The parties before the court on this motion agree that the occurrence at issue took place on December 23, 1974, and that the cross-claim was filed in 1977. They also agree that the statute of limitations applicable to the cross-claim is that of Illinois. At issue is whether Crowley's action for damages as a result of her alleged personal injury, which must be brought within two years of the date of the occurrence pursuant to Ill.Rev.Stat. ch. 83, § 15, is "saved" by Ill.Rev.Stat. ch. 83, § 18 which provides:

A defendant may plead a set-off or counter claim barred by the statute of limitation, while held and owned by him, to any action, the cause of which was owned by the plaintiff or person under whom he claims, before such set-off or counter claim was so barred, and not otherwise: ....

Williams maintains that the language of the statute permits a defendant to utilize a barred claim only against a party who has filed suit against him. Crowley, on the other hand, contends that as there is no distinction in Illinois between cross-claims and counterclaims, her cross-claim is explicitly permitted by the statute.[2]

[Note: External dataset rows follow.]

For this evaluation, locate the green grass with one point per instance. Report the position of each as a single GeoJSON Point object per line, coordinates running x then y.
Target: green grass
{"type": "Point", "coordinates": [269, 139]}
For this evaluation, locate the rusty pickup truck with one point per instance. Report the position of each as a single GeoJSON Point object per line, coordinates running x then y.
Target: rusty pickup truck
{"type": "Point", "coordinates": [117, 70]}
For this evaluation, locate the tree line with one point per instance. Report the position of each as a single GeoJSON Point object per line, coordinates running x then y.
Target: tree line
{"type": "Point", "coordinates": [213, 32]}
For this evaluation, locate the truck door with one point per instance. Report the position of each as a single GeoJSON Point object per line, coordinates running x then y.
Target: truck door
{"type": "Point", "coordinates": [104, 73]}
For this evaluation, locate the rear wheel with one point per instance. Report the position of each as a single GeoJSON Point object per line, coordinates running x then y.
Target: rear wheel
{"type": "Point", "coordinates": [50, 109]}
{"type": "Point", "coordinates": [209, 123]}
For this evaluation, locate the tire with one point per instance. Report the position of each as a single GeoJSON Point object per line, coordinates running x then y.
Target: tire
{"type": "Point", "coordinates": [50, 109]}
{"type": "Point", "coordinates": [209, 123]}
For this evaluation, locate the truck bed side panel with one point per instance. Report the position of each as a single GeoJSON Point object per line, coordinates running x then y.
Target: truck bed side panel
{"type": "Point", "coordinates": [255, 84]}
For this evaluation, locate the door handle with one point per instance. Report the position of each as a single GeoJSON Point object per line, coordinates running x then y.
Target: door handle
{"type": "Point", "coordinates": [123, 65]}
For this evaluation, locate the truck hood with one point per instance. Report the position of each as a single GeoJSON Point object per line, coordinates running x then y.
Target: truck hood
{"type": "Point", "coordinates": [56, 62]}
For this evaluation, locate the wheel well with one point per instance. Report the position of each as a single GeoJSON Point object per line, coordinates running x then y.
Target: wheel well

Under Illinois law, it is true as Crowley notes that no distinction is made in the Civil Practice Act, Ill.Rev. Stat. ch. 110, § 1 et seq., between demands between plaintiffs and defendants or between defendants. Rather, all such pleadings are called counterclaims. Ill.Rev.Stat. ch. 110, § 38(1). This fact, however, does not dispose of the issue whether Crowley's pleading, which is a cross-claim under Fed.R.Civ.P. 13(g) and a counterclaim under Ill.Rev.Stat. ch. 110, § 38(1), is proper under Ill.Rev.Stat. ch. 83, § 18.

On its face, Ill.Rev.Stat. ch. 83, § 18 permits only a defendant to plead an otherwise barred set-off or counterclaim. And while Crowley is a named defendant vis a vis the Eddys, she is not merely a defendant vis a vis Williams. Rather, she is an active litigant seeking relief for her injuries, as a cross-claimant, from a passive co-party. As such, she is not protected by this statute. Cf. Hahn v. Gates, 102 Ill.App. 385, 392 (1st Dist. 1902).

Further, Ill.Rev.Stat. ch. 83, § 18 permits a defendant to plead a set-off or counterclaim barred by the statute of limitations only to any action, the cause of which was owned by the plaintiff before said set-off or counterclaim was barred. Carnahan v. McKinley, 80 Ill.App.2d 318, 321, 224 N.E.2d 297, 299 (5th Dist. 1967). (emphasis added). Crowley, however, is not pleading against the plaintiff and her claim must be dismissed for this reason also. Ill. Rev.Stat. ch. 83, § 18 permits Crowley to assert any claim she might have in response to that for which she is being sued but does not, in this court's opinion, allow her to plead an otherwise stale claim against Williams.

For the reasons stated, it is therefore ordered that the cross-claim of defendant and cross-claimant Anna Crowley shall be, and the same is hereby, dismissed.

NOTES

[1] Williams initially moved to dismiss the cross-claim for lack of subject matter jurisdiction as well but has since conceded that jurisdiction exists.

[2] As neither party has cited an Illinois decision on point and the court has been unable to locate one, the court will make its best determination of what Illinois would hold to be its law given the facts as here. Bernhardt v. Polygraphic Company of America, Inc., 350 U.S. 198, 209, 76 S. Ct. 273, 100 L. Ed. 199 (1956) (concurring opinion of Justice Frankfurter.)